Tuesday, May 17, 2005

Stuff, I reject thee

I scan my surroundings, taking literal and mental inventory of everything I own. The closets and cupboards packed full of material possessions. The shelves lines with books, trinkets, knick-knacks and treasures. All the chattel I've collected over the years. Given as gifts, inherited, borrowed. The walls barely containing all these things. The fixtures and furnishings I can't live without. The tangible definition of who I am.

As I do my one millionth load of laundry, washing the equivalent to a Mt. Everest pile clothing I continue to collect, and maneuver a vacuum around the furniture crammed in every room, I think to myself, why do I need all this crap? Does it really make me happy? Do I truly want to spend such an enormous amount of time continually taking care of all this shit? Is it all necessary?

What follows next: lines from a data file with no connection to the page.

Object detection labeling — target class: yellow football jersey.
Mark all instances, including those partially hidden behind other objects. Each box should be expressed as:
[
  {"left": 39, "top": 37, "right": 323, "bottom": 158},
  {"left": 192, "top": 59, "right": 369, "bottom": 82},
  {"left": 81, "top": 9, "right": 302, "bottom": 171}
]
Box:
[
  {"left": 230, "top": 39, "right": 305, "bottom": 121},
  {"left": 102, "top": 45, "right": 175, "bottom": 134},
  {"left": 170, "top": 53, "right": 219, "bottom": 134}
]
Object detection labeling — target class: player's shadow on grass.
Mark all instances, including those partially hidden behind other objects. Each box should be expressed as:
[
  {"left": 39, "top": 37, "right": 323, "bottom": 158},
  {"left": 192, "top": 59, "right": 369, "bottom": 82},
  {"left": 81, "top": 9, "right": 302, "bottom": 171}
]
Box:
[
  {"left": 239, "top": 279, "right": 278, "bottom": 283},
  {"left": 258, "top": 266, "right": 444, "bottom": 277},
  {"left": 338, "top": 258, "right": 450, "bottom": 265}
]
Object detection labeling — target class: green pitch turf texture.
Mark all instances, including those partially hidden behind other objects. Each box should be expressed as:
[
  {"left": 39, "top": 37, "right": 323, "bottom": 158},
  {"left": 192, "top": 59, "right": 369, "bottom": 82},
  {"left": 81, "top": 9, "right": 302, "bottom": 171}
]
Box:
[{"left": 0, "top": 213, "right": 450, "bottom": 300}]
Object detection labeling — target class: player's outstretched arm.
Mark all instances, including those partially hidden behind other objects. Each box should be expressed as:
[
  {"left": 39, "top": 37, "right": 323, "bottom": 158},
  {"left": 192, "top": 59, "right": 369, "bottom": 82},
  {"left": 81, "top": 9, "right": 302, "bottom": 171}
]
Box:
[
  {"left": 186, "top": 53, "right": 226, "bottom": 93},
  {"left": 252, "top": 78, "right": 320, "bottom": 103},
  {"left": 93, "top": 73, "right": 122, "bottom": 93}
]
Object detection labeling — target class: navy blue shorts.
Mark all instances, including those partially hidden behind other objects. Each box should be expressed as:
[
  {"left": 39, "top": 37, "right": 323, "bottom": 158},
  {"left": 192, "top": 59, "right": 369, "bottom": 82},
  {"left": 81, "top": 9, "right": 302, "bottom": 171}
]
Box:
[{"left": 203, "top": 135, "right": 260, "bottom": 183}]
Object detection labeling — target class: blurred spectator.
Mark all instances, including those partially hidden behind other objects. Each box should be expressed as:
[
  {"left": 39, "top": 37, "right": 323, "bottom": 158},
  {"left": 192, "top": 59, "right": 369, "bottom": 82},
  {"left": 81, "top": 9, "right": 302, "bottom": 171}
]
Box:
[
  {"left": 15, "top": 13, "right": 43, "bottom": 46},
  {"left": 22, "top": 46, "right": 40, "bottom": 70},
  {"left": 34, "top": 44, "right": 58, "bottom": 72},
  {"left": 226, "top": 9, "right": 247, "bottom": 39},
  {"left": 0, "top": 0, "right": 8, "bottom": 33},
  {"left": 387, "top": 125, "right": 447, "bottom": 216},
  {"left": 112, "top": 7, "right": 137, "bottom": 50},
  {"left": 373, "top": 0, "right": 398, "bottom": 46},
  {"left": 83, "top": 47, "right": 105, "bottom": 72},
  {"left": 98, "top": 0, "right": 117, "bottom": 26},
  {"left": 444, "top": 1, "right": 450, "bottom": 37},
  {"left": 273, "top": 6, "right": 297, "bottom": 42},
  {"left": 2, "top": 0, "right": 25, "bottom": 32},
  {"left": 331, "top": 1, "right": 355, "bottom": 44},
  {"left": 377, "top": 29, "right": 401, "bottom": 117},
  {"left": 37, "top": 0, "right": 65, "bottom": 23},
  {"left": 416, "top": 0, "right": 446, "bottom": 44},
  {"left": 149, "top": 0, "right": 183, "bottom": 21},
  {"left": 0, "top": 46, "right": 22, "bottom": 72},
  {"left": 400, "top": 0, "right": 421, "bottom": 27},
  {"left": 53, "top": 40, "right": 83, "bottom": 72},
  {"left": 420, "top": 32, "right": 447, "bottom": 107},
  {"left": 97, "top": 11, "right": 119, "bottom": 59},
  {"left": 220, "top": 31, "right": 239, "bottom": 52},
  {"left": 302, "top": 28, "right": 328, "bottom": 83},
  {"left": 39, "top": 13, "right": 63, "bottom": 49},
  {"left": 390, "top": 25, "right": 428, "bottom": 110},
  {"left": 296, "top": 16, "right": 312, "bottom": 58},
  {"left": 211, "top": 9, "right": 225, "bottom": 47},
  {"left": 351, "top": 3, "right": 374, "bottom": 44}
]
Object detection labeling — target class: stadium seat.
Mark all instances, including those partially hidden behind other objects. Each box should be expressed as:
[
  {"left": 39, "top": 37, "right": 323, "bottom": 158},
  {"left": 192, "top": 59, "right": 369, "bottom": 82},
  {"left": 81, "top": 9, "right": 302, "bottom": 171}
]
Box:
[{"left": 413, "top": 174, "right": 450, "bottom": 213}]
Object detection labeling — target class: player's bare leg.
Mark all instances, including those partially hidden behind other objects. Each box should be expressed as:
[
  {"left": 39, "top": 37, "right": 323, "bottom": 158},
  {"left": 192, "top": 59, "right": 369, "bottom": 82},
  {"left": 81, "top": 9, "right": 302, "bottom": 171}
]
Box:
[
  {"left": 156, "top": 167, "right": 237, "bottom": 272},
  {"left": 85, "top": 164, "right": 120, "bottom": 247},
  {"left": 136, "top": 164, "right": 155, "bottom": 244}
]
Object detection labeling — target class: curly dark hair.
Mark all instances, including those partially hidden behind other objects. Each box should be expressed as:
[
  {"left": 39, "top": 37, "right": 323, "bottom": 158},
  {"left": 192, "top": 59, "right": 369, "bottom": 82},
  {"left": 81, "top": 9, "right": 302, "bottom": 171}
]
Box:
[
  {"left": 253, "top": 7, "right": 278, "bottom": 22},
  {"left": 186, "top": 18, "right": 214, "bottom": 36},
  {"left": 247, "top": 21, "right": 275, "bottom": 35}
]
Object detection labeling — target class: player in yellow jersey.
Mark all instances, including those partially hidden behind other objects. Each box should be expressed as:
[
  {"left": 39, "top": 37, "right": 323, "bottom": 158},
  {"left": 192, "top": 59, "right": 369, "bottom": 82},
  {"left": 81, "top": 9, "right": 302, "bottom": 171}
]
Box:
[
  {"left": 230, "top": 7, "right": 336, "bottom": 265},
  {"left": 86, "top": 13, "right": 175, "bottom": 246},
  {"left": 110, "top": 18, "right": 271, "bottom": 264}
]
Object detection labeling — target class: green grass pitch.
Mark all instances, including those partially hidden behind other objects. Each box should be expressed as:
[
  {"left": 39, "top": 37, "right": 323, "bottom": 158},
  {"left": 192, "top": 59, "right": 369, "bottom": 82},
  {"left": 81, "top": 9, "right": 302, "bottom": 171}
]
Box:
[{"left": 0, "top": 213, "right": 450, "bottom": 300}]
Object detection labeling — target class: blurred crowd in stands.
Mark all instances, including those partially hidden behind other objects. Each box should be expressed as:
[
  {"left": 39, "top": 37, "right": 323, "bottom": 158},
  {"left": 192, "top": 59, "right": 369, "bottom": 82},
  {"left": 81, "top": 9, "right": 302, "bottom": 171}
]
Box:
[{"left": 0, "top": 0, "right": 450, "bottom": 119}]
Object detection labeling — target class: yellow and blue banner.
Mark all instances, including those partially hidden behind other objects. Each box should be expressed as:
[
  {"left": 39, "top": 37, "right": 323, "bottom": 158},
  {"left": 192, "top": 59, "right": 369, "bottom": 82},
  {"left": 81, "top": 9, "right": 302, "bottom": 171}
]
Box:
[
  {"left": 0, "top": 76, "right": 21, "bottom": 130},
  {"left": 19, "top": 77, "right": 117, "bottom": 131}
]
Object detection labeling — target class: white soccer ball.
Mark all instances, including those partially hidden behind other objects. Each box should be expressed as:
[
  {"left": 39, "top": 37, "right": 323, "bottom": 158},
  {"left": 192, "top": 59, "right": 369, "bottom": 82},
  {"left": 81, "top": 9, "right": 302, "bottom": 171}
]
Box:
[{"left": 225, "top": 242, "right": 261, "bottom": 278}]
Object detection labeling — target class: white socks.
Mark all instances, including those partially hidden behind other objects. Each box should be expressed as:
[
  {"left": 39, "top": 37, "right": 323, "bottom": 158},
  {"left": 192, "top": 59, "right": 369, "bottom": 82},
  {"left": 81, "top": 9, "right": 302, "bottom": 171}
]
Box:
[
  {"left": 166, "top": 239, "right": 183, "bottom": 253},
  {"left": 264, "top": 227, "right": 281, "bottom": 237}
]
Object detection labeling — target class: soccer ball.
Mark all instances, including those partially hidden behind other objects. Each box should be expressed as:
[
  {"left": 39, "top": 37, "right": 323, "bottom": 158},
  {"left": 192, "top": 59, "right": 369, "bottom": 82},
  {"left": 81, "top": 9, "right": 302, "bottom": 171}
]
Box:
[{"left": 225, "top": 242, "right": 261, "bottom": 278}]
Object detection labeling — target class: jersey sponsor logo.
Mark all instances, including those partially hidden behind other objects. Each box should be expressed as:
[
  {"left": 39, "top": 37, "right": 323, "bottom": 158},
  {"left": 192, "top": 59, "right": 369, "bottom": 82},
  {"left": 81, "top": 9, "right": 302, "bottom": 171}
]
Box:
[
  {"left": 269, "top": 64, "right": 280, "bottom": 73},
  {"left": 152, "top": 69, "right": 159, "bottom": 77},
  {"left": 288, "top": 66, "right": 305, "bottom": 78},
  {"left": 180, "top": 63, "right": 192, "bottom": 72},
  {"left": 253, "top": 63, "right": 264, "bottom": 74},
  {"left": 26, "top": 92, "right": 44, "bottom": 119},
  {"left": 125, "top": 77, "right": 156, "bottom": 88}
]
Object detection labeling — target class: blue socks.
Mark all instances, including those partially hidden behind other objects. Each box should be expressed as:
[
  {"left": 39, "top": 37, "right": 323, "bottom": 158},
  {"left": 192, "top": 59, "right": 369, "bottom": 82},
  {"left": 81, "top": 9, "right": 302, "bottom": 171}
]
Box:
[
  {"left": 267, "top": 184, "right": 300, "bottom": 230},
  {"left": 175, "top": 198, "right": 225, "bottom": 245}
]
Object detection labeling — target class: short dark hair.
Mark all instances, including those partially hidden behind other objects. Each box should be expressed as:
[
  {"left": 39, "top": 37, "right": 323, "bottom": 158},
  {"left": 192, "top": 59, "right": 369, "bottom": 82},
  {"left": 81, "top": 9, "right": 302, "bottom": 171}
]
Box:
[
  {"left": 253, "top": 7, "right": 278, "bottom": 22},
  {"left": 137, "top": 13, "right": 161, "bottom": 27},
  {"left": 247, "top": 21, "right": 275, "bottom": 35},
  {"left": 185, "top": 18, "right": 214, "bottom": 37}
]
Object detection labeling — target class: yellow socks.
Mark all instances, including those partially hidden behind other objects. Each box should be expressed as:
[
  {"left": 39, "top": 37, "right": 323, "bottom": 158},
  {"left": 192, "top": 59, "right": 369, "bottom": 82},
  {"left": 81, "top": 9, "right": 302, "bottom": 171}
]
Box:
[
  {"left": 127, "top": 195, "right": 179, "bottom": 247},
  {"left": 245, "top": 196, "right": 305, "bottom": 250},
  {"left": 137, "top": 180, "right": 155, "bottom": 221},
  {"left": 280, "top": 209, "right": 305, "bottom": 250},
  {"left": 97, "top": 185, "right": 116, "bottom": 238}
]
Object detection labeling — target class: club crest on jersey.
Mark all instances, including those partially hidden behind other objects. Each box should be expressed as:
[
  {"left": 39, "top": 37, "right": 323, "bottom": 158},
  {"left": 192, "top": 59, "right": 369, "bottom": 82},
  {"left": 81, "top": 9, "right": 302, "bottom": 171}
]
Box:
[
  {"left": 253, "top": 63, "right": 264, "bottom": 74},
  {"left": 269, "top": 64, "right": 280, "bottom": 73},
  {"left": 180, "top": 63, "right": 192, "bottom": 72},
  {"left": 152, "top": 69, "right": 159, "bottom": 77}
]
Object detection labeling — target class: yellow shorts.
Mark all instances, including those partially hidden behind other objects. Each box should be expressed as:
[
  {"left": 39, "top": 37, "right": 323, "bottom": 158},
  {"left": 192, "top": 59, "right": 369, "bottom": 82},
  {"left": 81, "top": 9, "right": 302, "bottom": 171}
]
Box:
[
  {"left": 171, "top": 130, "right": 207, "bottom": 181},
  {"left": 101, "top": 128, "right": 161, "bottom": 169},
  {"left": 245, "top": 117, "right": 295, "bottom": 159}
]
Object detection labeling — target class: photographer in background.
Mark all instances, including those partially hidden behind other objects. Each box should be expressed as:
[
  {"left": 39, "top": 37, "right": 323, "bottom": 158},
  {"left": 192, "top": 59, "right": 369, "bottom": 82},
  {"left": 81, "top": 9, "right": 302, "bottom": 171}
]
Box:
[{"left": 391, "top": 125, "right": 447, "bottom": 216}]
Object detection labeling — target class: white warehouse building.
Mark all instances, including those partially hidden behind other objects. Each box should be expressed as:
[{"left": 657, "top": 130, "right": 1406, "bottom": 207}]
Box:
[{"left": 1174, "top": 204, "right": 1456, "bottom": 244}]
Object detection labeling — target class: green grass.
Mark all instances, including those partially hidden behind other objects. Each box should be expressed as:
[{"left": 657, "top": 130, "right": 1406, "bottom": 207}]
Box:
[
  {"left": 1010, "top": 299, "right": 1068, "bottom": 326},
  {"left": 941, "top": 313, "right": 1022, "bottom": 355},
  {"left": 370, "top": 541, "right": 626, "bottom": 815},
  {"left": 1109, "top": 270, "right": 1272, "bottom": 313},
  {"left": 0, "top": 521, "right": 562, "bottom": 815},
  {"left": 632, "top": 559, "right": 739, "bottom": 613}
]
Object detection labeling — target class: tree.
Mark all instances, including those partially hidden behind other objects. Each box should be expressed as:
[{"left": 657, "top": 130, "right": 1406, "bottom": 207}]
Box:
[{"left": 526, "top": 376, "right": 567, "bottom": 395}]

I have far more than my share. Millions of people live their lives within modest means and are productive and fulfilled. It's ridiculous that the mere thought of my garage packed full of nothing more than useless junk stresses me out so. My never-ending quest to decorate will not be satiated by the perfect accessory for the coffee table. Those coveted black boots are not the answer to my peace of mind. Nordstrom will survive just fine absent my patronage.

In moments like these, I contemplate with all seriousness a global rejection of this mounting girth of materialism bursting through my seams. Selling my condo and finding a quiet, tiny little cabin on a remote island in the Pacific Northwest is a fantasy that frequently runs through the clutter in my mind. Sans televisions, catalogs and malls within walking distance. My nights spent reading by a crackling fire. To strip my existence of burdening effects and become a whole person, pure in spirit, one with nature, real

How life-affirming and refreshing that would be. To pare down and concentrate on the truly important things in life. Friends, family, love. I wouldn't have the distractions of riches. I wouldn't be a product of my belongings. The smile on my face would come from what I have within and not from what I'm without. An authentic life.


Then I go to Target and I say, Fuck. That.